Hiya amazing Pangeo folk, I’m working at UKCEH (UK Centre for Ecology and Hydrology, quite a mouthful…!) and a group of us are getting to grips with object/cloud storage and parallel cloud compute of big/huge datasets.
As part of this we’ve been experimening with getting some of our existing datasets onto AWS object storage and learning (oftentimes the hard way!) what does and doesn’t work with the tools and techniques and best practices etc. We have now got a sort-of workflow setup, but it is very disconnected and not straightforward. Ultimately we want to create a straightforward and easy-to-follow & adapt workflow and guide to help others in our organisation and further afield get on-board with this new way of working and these new tools etc.

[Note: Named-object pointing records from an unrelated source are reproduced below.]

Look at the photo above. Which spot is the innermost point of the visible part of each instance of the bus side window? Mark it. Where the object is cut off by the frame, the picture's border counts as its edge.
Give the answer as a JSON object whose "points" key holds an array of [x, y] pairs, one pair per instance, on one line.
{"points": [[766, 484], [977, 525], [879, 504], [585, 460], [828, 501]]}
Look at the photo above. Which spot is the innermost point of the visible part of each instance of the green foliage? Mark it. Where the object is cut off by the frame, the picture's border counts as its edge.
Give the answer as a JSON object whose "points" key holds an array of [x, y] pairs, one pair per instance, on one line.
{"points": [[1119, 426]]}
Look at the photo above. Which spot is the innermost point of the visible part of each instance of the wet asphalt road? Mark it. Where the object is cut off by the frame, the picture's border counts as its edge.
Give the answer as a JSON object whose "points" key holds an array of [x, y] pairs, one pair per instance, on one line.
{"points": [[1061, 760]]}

I’ve been lurking on the edge of Pangeo for a while now, slowly reading up, on and around things, and today I started looking at Pangeo Forge in earnest and it seems like this does essentially what we want - create a straightforward recipe for converting an existing dataset to be ARCO and making it publically accessible. The one thing I’m a bit stuck on is how the compute resource works. I can see the conversion jobs can be submitted to bakeries, but I can only see one bakery on Pangeo-Forge Bakeries and it seems to have jobs on there that have been pending for months. Is this still operational, and are there other bakeries that could be used, and if not, is it possible/plausible to use some of our own compute resource? (After all, up to this point we have been doing everything locally!).
But that aside, Pangeo and it’s forge seem like fantastic resources and I’m excited to get more into it over the coming !!